Q: Did you do much factual research for the book?

A: First, I went home and talked to my mom and asked her to tell me again what happened. This is her story, even though it is fictionalized. But I had always read a lot of Holocaust literature, because of both my parents growing up in Hungary at that time. But, mostly, I talked to my mom.

Q: Has your mother read the book?

A: Yes. She's happy - and proud.

Q: How do you think "Marika" fits into the mission of On the Same Page?

A: I think On the Same Page is about reading to foster a sense of community and common humanity - and that's the way I try to live and the way I try to raise my children.

The issues that Marika deals with in the book are issues people still deal with every day.

Even people of the same race struggle with issues of fitting in of how far to go to assimilate.

Q: How did your family end up in Cincinnati?

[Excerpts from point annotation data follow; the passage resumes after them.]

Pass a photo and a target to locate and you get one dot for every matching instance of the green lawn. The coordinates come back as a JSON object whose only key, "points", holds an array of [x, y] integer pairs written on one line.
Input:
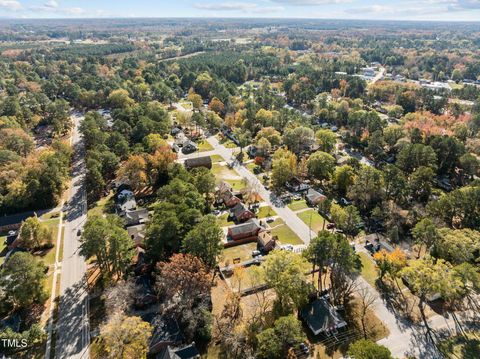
{"points": [[286, 235], [265, 211], [461, 347], [204, 146], [244, 252], [298, 205], [2, 247], [313, 219], [223, 220], [101, 205], [217, 158], [223, 173], [369, 269]]}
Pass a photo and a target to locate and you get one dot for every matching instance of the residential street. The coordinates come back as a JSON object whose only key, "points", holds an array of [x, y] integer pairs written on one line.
{"points": [[404, 338], [72, 331]]}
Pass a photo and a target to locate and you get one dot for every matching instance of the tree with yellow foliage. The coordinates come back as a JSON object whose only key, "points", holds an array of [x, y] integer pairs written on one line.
{"points": [[124, 337]]}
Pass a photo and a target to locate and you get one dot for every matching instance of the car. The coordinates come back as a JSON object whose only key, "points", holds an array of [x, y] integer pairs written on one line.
{"points": [[304, 348]]}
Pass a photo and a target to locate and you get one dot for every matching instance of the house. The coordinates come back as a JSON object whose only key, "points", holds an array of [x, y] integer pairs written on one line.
{"points": [[166, 333], [321, 317], [251, 228], [137, 233], [135, 217], [295, 185], [314, 198], [240, 213], [125, 201], [187, 352], [189, 147], [204, 161], [267, 242], [145, 295]]}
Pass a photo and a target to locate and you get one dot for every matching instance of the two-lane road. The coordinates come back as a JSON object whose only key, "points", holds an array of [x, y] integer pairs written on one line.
{"points": [[72, 331]]}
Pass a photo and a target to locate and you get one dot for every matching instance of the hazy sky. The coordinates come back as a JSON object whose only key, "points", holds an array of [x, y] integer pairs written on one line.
{"points": [[455, 10]]}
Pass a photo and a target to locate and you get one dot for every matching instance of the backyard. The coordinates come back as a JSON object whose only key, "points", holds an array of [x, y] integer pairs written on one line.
{"points": [[313, 219]]}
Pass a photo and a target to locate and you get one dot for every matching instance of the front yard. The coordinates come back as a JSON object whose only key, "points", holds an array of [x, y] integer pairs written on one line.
{"points": [[313, 219]]}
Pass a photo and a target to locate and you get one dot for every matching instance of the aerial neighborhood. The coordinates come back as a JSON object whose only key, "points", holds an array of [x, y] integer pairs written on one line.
{"points": [[180, 188]]}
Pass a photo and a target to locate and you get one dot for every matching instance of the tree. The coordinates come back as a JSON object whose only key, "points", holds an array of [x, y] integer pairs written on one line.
{"points": [[22, 280], [421, 183], [367, 349], [343, 178], [183, 279], [326, 139], [321, 165], [133, 172], [298, 138], [125, 337], [319, 252], [368, 188], [120, 99], [274, 342], [216, 106], [34, 234], [204, 241], [413, 156], [107, 241], [284, 167], [284, 272], [425, 233]]}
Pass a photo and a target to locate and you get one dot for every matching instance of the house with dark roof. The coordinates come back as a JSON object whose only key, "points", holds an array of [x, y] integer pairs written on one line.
{"points": [[186, 352], [267, 242], [313, 197], [135, 217], [191, 163], [251, 228], [295, 185], [240, 213], [321, 317]]}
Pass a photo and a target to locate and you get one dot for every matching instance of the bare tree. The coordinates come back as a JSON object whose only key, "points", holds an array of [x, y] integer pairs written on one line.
{"points": [[367, 301]]}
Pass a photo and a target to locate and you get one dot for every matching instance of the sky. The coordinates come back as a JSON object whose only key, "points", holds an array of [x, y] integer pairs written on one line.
{"points": [[445, 10]]}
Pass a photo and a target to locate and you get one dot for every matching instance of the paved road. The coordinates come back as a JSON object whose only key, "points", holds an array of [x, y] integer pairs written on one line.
{"points": [[72, 327], [288, 216], [404, 338]]}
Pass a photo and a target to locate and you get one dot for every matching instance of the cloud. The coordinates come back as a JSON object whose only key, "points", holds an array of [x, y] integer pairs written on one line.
{"points": [[227, 6], [240, 7], [51, 4], [12, 5], [311, 2]]}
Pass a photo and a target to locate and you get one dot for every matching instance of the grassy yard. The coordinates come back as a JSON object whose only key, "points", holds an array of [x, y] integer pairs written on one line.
{"points": [[313, 219], [244, 252], [204, 146], [216, 158], [298, 205], [2, 248], [101, 206], [369, 269], [286, 235], [265, 211], [223, 173], [461, 347], [223, 220]]}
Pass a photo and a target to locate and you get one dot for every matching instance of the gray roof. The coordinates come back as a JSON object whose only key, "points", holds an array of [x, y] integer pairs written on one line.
{"points": [[320, 317], [247, 227]]}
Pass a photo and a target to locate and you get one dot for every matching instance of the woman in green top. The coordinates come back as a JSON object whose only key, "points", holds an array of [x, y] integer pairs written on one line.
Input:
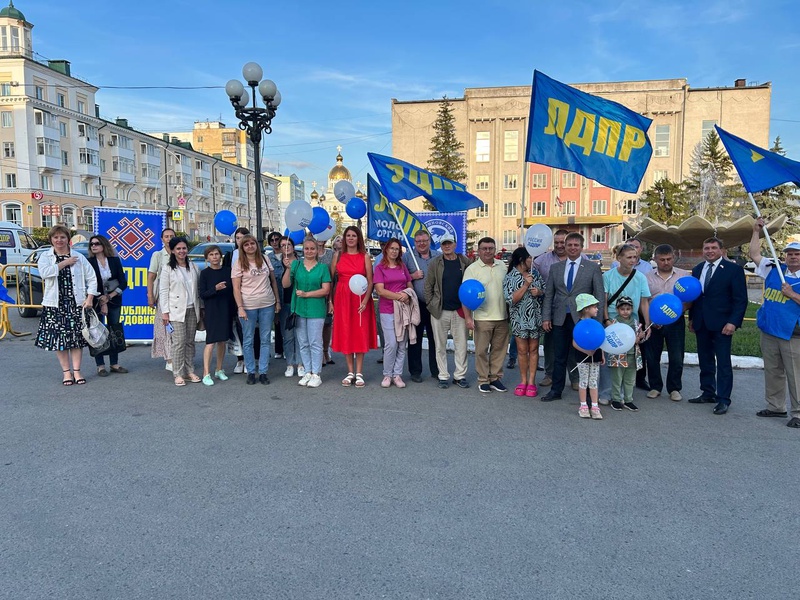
{"points": [[310, 281]]}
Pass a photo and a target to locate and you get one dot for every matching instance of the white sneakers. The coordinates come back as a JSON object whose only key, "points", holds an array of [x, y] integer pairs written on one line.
{"points": [[310, 380]]}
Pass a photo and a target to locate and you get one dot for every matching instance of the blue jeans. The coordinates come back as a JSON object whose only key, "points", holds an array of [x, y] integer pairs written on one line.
{"points": [[262, 317], [290, 352], [308, 333], [113, 317]]}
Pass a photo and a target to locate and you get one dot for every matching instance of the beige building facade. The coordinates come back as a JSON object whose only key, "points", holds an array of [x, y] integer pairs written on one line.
{"points": [[492, 123]]}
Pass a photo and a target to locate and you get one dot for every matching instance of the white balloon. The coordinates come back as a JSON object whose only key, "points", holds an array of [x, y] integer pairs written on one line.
{"points": [[298, 215], [344, 190], [619, 338], [327, 233], [358, 285], [538, 239]]}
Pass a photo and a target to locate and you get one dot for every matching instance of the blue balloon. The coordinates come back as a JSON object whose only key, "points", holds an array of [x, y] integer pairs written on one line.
{"points": [[665, 309], [225, 222], [472, 293], [320, 220], [589, 334], [687, 288], [356, 208]]}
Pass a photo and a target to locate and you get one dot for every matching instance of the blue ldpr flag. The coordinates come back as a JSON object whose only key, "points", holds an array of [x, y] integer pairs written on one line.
{"points": [[597, 138], [758, 169], [381, 224], [403, 181]]}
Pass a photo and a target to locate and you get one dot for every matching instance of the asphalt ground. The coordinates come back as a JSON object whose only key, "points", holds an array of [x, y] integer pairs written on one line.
{"points": [[130, 487]]}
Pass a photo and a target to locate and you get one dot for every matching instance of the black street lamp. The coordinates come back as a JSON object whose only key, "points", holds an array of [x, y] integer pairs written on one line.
{"points": [[254, 119]]}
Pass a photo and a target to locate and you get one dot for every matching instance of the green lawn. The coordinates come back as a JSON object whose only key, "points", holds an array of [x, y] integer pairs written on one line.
{"points": [[745, 340]]}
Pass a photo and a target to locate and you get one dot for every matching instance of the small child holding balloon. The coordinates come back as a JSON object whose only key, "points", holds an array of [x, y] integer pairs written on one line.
{"points": [[624, 366], [589, 368]]}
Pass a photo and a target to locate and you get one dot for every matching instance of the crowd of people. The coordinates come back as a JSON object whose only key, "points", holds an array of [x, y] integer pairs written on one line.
{"points": [[322, 300]]}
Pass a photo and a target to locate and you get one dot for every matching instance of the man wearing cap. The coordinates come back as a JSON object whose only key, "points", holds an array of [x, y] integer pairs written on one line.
{"points": [[418, 269], [662, 281], [489, 320], [566, 280], [445, 273], [714, 317], [779, 322]]}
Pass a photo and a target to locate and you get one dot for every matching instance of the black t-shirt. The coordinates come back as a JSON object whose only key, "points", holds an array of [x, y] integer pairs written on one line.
{"points": [[451, 281]]}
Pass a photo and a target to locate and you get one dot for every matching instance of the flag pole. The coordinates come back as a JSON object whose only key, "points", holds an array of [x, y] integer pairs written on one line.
{"points": [[769, 239], [405, 237]]}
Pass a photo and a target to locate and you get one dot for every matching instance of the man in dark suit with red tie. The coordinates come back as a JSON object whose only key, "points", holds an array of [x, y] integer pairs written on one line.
{"points": [[713, 318]]}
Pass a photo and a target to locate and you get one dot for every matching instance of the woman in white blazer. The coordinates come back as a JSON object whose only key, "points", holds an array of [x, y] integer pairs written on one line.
{"points": [[69, 286], [180, 304]]}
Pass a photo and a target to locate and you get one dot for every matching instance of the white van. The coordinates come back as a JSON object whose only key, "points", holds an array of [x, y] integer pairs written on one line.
{"points": [[15, 243]]}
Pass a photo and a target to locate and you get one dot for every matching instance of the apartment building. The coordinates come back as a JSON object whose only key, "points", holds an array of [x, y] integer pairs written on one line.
{"points": [[492, 123]]}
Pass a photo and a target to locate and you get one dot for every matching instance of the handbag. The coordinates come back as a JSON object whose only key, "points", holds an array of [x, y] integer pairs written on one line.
{"points": [[94, 332], [116, 341]]}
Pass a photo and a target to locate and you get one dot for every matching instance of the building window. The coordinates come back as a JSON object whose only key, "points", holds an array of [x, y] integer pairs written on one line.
{"points": [[598, 235], [708, 127], [662, 141], [599, 207], [509, 237], [538, 209], [539, 181], [511, 145], [13, 213], [630, 206], [482, 146]]}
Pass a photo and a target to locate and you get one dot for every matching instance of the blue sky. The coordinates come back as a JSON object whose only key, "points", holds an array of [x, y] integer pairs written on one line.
{"points": [[338, 64]]}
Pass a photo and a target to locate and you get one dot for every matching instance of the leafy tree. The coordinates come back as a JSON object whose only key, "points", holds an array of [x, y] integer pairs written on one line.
{"points": [[446, 156], [707, 191], [666, 202]]}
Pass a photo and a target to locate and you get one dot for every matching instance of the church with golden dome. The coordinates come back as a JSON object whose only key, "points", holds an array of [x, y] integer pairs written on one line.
{"points": [[328, 201]]}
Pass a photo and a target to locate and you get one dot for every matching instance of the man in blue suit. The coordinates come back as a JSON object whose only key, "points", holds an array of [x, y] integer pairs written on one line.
{"points": [[713, 318]]}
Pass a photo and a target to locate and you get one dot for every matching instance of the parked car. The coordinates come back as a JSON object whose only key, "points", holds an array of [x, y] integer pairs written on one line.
{"points": [[30, 282], [196, 254]]}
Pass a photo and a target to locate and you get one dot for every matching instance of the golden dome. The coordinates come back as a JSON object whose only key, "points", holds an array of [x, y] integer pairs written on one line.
{"points": [[339, 172]]}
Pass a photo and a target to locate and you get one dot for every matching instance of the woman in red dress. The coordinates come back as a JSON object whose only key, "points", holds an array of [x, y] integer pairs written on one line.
{"points": [[354, 331]]}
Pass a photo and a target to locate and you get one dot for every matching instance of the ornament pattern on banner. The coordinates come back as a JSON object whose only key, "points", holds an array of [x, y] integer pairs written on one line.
{"points": [[131, 238]]}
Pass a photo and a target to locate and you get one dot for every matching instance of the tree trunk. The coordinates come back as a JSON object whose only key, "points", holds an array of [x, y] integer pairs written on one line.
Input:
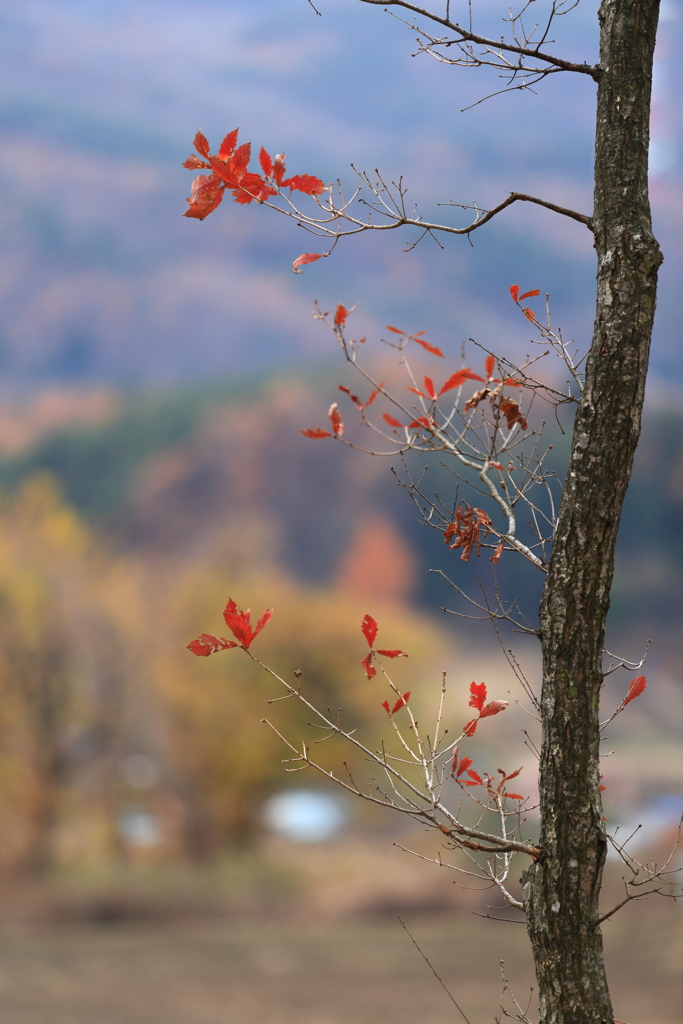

A: My parents left Hungary in 1949 and went to Switzerland, where my father studied medicine. But when he finished school, he as not allowed to stay ... they told him to leave. So they went to Australia as refugees; my brother was born there. They came to U.S. in 1954 when my father got a job at Jewish Hospital.

Q: What's next for you?

A: I have another novel, The Key Collection, coming out (Henry Holt; June). It's for middle graders and is an immigrant story about a boy's relationship with his grandmother, who is about to move away to California from Cincinnati.

It's not based on any one story. But it does closely match the feelings I had when my grandmother lived with us and behind us, and then moved to Chicago. That doesn't seem traumatic but I would see her every single day. I was sad about it for a long time.

Q: Anything else?

A: Well, it's a big spring. I have two other picture books coming out: Anna the Bookbinder (Walker & Co.; March) and Goldfish and Chrysanthemums (Lee & Low; April).

And I have a contract for two more novels with Front Street.